If you run it in a jail, you'll have to load the kernel modules manually from the host so the jail can use them.

`echo 'accf_http_load="YES"' >> /boot/loader.conf`
`echo 'accf_data_load="YES"' >> /boot/loader.conf`
`kldload accf_http`
`kldload accf_data`


----------



## NewGuy (Nov 23, 2014)

Thank you, I will try running with accf_http enabled and see how that works. So far putting a rule in my PF configuration file has worked well, but I think this might help reduce the work my host is doing too.


----------



## SirDice (Nov 24, 2014)

You also want to make sure your MySQL server isn't accessible from the internet.

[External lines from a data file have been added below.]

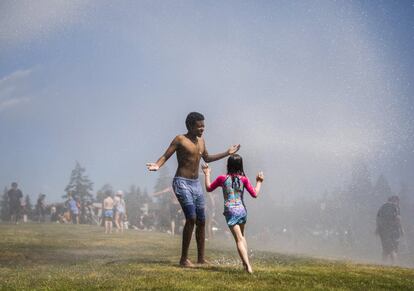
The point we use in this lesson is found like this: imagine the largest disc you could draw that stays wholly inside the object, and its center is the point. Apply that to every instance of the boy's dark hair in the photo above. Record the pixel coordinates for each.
(235, 167)
(192, 118)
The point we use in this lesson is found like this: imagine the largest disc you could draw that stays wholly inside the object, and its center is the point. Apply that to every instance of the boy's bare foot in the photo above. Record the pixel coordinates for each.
(248, 268)
(186, 263)
(204, 262)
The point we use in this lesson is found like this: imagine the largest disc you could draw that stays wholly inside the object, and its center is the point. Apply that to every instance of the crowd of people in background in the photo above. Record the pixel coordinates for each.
(388, 220)
(111, 212)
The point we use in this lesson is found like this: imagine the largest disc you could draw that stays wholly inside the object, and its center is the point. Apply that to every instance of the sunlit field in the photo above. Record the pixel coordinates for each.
(52, 256)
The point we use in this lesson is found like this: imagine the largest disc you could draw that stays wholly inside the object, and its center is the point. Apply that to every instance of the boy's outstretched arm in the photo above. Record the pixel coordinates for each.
(206, 170)
(211, 158)
(259, 181)
(168, 153)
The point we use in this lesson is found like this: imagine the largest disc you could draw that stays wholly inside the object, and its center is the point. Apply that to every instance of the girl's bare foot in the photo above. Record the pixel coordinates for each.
(203, 262)
(186, 263)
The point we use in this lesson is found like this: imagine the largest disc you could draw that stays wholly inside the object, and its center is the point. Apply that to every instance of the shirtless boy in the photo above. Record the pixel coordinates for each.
(190, 148)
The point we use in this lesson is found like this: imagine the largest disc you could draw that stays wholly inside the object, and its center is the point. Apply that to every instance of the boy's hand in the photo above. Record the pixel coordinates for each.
(206, 169)
(260, 177)
(152, 166)
(233, 149)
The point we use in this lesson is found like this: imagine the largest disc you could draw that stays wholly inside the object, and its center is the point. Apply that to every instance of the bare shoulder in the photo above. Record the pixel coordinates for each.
(179, 139)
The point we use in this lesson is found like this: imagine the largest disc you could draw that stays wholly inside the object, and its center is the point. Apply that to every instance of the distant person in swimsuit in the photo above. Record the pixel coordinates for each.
(190, 148)
(108, 212)
(389, 228)
(14, 195)
(233, 185)
(120, 210)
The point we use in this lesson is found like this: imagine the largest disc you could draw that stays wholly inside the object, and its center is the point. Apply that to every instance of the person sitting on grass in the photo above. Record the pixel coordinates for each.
(233, 185)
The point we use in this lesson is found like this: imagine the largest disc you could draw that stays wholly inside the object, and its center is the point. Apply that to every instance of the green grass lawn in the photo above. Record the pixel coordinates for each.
(67, 257)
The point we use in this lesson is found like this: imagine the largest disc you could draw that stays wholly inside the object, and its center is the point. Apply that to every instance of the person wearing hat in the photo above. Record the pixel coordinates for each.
(120, 210)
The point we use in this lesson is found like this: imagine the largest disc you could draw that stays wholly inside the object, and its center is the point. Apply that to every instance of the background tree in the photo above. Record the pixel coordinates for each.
(79, 185)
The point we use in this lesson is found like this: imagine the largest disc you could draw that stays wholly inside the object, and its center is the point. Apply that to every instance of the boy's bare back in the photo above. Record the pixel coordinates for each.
(189, 153)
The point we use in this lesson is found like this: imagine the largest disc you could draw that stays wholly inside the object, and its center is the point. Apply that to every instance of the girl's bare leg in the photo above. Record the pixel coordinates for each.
(241, 246)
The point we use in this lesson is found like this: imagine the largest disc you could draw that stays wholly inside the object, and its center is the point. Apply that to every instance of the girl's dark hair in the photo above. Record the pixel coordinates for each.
(192, 118)
(234, 168)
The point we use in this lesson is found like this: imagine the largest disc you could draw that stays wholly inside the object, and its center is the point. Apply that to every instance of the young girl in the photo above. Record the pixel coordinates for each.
(233, 185)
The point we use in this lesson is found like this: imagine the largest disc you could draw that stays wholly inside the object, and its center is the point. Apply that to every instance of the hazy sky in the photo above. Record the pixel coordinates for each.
(306, 87)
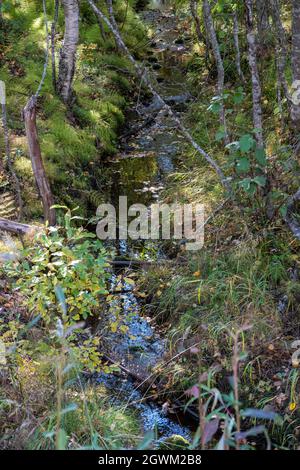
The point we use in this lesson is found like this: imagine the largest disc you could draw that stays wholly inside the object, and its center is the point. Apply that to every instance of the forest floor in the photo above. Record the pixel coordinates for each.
(192, 317)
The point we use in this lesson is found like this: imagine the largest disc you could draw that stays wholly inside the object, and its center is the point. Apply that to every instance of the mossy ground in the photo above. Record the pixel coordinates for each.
(73, 141)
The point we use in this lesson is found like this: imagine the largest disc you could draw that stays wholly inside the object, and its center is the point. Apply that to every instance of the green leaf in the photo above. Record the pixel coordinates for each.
(260, 181)
(220, 135)
(214, 108)
(283, 211)
(246, 143)
(243, 165)
(260, 156)
(62, 439)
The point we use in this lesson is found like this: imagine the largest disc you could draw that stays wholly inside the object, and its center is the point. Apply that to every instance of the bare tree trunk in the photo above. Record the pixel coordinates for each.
(256, 87)
(143, 73)
(202, 39)
(281, 47)
(53, 32)
(263, 24)
(219, 62)
(41, 179)
(237, 46)
(12, 172)
(295, 109)
(290, 220)
(68, 51)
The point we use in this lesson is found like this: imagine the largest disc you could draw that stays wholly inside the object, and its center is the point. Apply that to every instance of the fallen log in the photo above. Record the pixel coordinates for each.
(17, 228)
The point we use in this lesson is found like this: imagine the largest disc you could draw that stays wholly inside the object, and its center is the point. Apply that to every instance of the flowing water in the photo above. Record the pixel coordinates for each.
(146, 157)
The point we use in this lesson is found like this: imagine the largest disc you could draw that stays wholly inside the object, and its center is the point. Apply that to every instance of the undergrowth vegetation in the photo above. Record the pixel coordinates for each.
(73, 142)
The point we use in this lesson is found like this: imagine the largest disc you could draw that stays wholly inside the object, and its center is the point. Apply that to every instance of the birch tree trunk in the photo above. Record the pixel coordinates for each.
(295, 108)
(143, 73)
(40, 176)
(68, 51)
(202, 38)
(237, 45)
(53, 31)
(263, 24)
(219, 62)
(256, 87)
(281, 55)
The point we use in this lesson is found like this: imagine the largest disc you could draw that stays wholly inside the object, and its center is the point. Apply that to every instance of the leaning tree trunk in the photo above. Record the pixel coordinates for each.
(263, 24)
(219, 62)
(68, 51)
(53, 32)
(256, 87)
(280, 55)
(41, 179)
(200, 36)
(295, 109)
(237, 45)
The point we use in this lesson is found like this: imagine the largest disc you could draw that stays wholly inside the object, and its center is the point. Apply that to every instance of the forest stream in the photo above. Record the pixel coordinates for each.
(139, 172)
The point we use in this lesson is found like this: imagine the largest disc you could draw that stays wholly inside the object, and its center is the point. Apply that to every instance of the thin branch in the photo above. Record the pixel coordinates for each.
(143, 73)
(290, 220)
(53, 32)
(37, 93)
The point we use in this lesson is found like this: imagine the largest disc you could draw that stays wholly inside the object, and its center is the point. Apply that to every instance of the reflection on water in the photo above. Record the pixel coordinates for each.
(139, 172)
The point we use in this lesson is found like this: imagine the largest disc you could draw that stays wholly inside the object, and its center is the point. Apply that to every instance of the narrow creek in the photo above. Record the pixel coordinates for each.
(146, 157)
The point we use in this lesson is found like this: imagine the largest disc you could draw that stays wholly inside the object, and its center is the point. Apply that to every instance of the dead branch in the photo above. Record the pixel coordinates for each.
(290, 220)
(143, 73)
(17, 228)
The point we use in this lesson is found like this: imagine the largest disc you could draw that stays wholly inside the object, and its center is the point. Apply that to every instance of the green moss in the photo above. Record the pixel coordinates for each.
(70, 140)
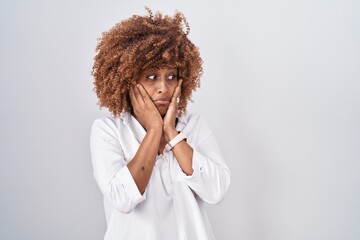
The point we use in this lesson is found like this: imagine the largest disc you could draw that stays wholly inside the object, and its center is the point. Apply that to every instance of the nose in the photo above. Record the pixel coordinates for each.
(163, 85)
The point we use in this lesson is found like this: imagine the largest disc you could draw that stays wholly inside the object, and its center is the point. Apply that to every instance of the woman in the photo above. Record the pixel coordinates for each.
(155, 165)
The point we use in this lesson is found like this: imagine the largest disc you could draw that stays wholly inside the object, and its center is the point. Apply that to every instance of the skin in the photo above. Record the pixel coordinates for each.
(154, 102)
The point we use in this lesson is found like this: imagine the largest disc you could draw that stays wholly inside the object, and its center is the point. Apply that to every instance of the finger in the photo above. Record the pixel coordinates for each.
(137, 94)
(133, 99)
(177, 93)
(143, 92)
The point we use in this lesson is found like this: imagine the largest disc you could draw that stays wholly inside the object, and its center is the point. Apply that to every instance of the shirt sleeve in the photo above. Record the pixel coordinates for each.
(211, 176)
(109, 167)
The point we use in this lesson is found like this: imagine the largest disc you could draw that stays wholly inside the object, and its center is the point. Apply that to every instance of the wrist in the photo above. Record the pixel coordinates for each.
(155, 130)
(170, 134)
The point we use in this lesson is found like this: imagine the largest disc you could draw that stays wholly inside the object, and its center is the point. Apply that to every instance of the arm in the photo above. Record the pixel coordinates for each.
(203, 167)
(122, 183)
(210, 179)
(109, 167)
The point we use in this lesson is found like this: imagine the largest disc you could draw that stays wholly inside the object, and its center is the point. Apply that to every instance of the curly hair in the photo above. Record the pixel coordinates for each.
(137, 44)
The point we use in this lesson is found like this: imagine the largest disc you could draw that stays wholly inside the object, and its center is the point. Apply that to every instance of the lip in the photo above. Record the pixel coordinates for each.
(162, 101)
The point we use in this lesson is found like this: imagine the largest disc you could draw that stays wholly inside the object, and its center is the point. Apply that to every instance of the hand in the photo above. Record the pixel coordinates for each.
(144, 109)
(170, 116)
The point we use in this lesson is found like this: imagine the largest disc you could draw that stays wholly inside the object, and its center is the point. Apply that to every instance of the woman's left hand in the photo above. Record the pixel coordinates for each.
(169, 129)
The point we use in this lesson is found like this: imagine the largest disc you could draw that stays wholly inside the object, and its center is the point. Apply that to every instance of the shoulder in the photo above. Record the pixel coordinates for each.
(105, 126)
(104, 121)
(192, 119)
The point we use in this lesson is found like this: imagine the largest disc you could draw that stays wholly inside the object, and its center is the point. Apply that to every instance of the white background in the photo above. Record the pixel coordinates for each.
(281, 91)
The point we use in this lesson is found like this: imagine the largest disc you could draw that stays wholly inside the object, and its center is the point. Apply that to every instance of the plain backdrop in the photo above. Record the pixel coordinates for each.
(280, 90)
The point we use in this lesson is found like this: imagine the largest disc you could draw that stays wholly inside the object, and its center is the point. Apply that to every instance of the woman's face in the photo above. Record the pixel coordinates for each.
(160, 84)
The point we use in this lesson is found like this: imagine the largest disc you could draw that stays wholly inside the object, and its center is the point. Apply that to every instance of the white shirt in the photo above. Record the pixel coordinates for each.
(172, 206)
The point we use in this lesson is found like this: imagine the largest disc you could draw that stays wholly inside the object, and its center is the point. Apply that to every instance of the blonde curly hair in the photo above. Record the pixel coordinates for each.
(137, 44)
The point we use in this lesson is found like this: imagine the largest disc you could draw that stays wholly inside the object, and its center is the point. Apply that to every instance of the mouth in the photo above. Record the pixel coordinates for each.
(162, 101)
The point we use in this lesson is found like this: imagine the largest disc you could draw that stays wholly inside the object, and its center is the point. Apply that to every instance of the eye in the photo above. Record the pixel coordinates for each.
(151, 77)
(172, 77)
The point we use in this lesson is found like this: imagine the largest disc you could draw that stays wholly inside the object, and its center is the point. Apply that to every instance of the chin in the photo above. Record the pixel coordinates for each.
(162, 111)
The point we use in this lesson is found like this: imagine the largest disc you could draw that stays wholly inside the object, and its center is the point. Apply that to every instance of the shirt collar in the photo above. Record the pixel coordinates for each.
(139, 132)
(135, 127)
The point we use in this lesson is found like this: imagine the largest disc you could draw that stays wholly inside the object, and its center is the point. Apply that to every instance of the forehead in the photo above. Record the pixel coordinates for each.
(159, 69)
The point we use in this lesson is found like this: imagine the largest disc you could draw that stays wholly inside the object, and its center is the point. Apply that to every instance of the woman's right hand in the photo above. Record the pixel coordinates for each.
(144, 108)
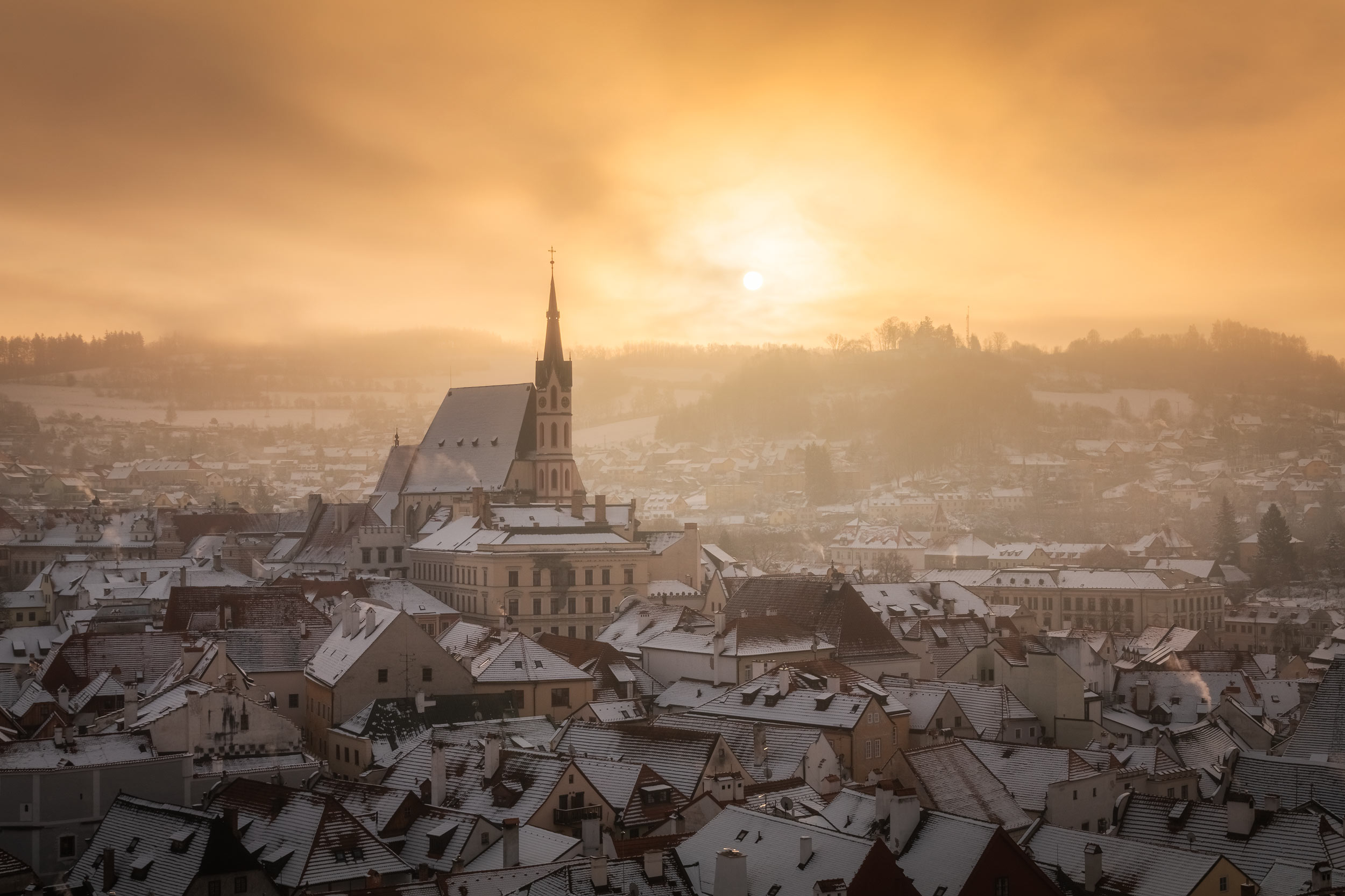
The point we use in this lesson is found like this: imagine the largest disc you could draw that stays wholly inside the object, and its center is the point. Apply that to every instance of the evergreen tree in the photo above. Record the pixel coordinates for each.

Bind it to 127.0.0.1 if you have to. There's very little access logging with MySQL, you could be hammered from all directions without knowing it. Most MySQL servers are only used from a web application so binding it to 127.0.0.1 should be enough to protect it from any outside attacks.


----------



## NewGuy (Nov 24, 2014)

SirDice said:


> You also want to make sure your MySQL server isn't accessible from the internet. Bind it to 127.0.0.1 if you have to. There's very little access logging with MySQL, you could be hammered from all directions without knowing it. Most MySQL servers are only used from a web application so binding it to 127.0.0.1 should be enough to protect it from any outside attacks.



I agree. Fortunately, I have MySQL behind the firewall so nothing is coming in from the net, my connections to the database are local.


----------